KUALA LUMPUR: Aug 26, 2008 By SIM LEOI LEOI and LEE YUK PENG
The DNA Identification Bill, which is expected to face a rocky passage in the House, was finally tabled for second reading amidst accusations that the Government was pushing it forward.
This is despite various attempts by the Opposition to delay the reading or halt it altogether.
Among the Opposition MPs who had moved to block the reading were Fong Po Kuan (DAP - Batu Gajah), Lim Lip Eng (DAP - Segambut), Salahuddin Ayob (PAS - Kubang Kerian) and Mahfuz Omar (PAS - Pokok Sena).
The standoff came immediately after Wee Choo Keong (PKR - Wangsa Maju) had engaged in a 45-minute debate with Plantation Industries and Commodities Minister Datuk Peter Chin on the technical points of the National Kenaf and Tobacco Board Bill while Deputy Speaker Datuk Ronald Kiandee looked on with obvious impatience.
Fong stood up on a point of order even before Home Minister Datuk Seri Syed Hamid Albar could present the Bill, accusing the Government of being “hasty” by pushing forward the second reading.
“Why has this Bill been put forward when the Universities and University Colleges (Amendment) was tabled first? Is there any malicious intention?” she demanded.
The Universities and University Colleges (Amendment) Bill had been tabled for first reading in the previous meeting while the DNA Identification Bill was only presented to Parliament last Monday.
As at last Thursday, the Order Paper had listed the AUKU Bill above the DNA Identification Bill in the schedule for second reading. However, the Order Paper this Monday showed that the DNA Identification Bill has now preceded the AUKU Bill.

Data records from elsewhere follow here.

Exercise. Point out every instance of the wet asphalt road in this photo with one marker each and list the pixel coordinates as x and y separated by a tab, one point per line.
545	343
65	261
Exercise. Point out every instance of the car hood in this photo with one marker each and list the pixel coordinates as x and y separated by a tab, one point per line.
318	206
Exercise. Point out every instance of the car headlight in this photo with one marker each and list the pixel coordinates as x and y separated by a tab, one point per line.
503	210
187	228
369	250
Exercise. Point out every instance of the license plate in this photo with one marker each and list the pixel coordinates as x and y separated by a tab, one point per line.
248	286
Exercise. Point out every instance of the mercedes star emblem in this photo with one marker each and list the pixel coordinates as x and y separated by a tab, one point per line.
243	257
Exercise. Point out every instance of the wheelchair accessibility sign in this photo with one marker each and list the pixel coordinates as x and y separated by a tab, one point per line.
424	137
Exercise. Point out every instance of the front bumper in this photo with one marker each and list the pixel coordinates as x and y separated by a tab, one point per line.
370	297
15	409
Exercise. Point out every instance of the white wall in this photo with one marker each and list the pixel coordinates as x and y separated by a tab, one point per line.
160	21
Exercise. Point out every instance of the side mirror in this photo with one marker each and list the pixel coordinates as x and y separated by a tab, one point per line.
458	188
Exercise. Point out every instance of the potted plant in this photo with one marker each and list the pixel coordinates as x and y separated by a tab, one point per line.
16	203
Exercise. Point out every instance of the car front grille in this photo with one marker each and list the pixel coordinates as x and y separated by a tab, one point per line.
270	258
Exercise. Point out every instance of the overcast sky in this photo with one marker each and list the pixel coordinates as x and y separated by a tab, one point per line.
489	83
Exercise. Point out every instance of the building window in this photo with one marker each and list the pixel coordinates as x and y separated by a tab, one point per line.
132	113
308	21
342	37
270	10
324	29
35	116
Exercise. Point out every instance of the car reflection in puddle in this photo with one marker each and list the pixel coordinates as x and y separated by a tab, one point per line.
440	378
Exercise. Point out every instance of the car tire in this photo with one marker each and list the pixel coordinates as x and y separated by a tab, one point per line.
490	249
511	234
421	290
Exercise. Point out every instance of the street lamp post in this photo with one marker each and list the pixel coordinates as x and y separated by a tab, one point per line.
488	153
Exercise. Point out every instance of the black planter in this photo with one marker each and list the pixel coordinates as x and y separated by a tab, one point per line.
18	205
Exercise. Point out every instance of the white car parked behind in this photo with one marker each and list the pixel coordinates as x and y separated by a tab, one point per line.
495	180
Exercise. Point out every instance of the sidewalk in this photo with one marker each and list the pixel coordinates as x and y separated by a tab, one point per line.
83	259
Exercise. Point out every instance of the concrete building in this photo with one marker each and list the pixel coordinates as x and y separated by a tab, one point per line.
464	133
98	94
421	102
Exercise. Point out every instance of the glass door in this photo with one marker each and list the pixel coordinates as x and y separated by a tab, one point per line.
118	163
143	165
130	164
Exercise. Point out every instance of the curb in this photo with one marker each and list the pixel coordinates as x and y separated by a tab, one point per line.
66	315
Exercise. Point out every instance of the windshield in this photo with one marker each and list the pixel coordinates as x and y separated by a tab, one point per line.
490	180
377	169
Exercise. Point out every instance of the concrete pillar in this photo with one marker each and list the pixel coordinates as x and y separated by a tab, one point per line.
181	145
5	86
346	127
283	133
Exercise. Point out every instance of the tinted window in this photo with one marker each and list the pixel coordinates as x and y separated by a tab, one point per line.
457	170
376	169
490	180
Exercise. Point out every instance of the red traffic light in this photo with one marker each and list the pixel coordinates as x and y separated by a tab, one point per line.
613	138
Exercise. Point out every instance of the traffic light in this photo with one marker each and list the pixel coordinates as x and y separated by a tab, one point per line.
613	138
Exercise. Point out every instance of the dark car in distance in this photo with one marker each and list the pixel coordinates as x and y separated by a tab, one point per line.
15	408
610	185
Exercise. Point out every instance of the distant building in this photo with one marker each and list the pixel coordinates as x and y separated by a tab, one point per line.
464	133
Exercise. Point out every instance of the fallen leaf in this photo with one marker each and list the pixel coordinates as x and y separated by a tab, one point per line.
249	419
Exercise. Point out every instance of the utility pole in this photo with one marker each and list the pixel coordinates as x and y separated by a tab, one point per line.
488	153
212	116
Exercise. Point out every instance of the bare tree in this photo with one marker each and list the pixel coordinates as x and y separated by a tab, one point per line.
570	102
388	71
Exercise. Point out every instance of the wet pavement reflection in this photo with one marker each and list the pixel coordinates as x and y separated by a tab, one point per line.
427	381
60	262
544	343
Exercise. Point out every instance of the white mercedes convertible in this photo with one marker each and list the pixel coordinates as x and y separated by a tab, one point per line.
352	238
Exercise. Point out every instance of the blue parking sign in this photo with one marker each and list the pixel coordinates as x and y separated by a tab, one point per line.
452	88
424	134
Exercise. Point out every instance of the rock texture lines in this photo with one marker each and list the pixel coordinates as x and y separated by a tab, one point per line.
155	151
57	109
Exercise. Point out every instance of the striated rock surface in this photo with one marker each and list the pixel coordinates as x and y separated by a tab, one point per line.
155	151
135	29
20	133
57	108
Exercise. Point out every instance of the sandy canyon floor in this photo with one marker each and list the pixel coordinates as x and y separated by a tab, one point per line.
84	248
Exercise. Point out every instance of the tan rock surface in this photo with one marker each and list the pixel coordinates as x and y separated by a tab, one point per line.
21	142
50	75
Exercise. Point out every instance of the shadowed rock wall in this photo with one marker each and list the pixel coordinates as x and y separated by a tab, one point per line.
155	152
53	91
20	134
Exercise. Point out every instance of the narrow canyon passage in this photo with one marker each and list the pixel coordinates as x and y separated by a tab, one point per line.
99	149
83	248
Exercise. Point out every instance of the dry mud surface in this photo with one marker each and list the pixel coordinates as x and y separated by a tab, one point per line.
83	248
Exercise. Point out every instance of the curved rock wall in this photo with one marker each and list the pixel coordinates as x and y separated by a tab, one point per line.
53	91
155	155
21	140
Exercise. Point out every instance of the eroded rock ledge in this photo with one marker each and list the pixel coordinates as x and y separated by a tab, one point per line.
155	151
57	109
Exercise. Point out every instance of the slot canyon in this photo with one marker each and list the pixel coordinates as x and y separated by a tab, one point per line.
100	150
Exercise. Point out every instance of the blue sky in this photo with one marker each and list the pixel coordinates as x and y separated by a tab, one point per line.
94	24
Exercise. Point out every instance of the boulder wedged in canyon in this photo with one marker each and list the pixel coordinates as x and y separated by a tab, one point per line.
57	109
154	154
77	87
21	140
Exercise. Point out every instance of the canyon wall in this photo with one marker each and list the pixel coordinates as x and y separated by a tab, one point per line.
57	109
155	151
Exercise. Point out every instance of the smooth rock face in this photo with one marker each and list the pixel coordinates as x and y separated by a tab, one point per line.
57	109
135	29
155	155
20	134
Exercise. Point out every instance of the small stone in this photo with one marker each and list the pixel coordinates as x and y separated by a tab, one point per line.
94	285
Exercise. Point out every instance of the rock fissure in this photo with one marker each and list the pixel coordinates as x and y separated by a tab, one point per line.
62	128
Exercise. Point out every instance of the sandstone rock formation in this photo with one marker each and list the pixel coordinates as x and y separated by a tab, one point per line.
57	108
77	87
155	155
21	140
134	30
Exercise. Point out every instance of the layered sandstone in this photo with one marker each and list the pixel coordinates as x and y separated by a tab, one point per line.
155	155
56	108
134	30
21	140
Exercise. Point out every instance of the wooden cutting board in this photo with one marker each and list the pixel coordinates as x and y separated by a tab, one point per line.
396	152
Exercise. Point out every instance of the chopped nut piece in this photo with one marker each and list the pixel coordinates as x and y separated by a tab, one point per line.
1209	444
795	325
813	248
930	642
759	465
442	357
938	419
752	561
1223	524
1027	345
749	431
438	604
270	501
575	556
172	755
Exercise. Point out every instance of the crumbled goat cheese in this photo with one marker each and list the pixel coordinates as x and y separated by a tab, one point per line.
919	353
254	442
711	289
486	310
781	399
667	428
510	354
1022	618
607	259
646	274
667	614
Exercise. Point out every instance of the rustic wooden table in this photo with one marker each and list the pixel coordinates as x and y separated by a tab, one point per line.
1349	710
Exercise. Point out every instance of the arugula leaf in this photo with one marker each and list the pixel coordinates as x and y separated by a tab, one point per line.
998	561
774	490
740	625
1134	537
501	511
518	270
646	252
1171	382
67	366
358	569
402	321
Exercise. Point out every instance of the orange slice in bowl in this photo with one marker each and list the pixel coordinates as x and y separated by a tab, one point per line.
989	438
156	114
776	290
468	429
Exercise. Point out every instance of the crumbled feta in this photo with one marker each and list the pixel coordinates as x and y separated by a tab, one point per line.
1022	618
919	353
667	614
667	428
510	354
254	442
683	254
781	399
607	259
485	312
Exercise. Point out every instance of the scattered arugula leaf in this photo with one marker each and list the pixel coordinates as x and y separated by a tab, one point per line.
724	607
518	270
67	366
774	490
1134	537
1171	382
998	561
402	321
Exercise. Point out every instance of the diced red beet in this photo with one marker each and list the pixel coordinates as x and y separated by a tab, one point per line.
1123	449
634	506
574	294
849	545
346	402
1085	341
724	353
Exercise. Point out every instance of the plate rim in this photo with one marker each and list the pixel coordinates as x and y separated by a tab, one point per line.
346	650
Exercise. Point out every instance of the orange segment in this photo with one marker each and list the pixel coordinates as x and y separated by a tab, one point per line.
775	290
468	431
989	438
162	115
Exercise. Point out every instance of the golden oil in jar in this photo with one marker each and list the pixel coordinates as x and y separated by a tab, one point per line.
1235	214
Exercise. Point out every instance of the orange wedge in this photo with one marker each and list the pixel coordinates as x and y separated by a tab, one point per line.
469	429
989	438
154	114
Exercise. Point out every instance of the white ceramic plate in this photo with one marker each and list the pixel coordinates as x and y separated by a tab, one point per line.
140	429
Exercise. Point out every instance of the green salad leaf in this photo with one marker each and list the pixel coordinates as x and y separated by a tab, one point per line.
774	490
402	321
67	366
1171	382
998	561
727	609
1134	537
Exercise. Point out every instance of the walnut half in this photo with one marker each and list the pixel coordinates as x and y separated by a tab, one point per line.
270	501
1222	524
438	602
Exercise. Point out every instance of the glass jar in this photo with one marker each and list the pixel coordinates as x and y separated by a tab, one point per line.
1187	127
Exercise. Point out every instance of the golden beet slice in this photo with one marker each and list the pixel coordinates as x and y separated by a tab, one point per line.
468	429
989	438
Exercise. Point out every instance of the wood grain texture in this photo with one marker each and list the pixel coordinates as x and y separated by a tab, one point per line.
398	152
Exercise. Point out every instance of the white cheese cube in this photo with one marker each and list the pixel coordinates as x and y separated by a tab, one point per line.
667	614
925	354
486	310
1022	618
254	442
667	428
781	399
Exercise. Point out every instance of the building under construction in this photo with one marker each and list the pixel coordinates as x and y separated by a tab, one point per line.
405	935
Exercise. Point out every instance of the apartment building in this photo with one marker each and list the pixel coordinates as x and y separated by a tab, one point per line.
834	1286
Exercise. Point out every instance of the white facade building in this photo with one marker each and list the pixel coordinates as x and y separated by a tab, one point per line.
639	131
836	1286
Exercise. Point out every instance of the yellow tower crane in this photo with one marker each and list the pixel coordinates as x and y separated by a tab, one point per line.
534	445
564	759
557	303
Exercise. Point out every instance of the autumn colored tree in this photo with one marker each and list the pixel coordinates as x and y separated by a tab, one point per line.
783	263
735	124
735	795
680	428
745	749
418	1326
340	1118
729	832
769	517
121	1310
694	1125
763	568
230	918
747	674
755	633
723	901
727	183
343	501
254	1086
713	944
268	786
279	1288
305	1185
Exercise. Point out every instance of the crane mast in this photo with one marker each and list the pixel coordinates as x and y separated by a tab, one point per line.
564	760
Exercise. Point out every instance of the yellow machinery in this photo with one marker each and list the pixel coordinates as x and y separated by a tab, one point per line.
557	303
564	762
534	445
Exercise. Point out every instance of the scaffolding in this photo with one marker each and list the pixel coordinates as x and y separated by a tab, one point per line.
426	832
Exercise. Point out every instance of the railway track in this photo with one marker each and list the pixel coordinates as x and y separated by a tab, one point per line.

Ronald told her that under the Standing Orders, the Government had the right to prioritise any Bill above others, prompting Fong to retort that the House should at least be told of such a move.
The Deputy Speaker then attempted to get on with the proceedings, amidst protests from Lim and Fong - who alleged there was “udang di sebalik batu” (ulterior motives).
Citing a point of order, Salahuddin then claimed the MPs had not been given time to prepare for debate on the Bill as they had previously thought to focus their “homework” on the AUKU Bill.
“The police have given a briefing to the backbenchers on the Bill but they have not invited the Opposition MPs; we are MPs as well,” Mahfuz pleaded with Ronald.
However, Ronald was firm in allowing proceedings to go on, adding that the Speaker had acceded to the Government’s request to push forward the Bill under Standing Order 15(2).
“Your preparations for debate is another matter. However, I take note of your concerns,” he said before calling on Syed Hamid.
Syed Hamid later said the bill was not intended for a particular person and there was no sinister motive behind the tabling of the bill.
At the Parliament Lobby, lawyers from Human Right Committee of Bar Council called for the Bill to be withdrawn from debate and have a proper public consultation with experts such as chemists, criminologists, lawyers and others.
Edmund Bon representing the committee, called for the setting up of a Parliamentary Select committee to research and make further amendments to the bill, add privacy rights, adopt a data protection regime and ratify the international covenant of civil and political rights.
“We are not against the setting up of a DNA data bank but it must be set up with adequate safeguards,” said Bon, who was present at a press conference after giving DAP MPs a briefing on the Bill.
Among others, Bon said there was no provision for mandatory destruction of the samples, all convicts would have their DNA profile in the data bank, the court has no role in determining whether the DNA data was true or false and the profile could be exported to other countries.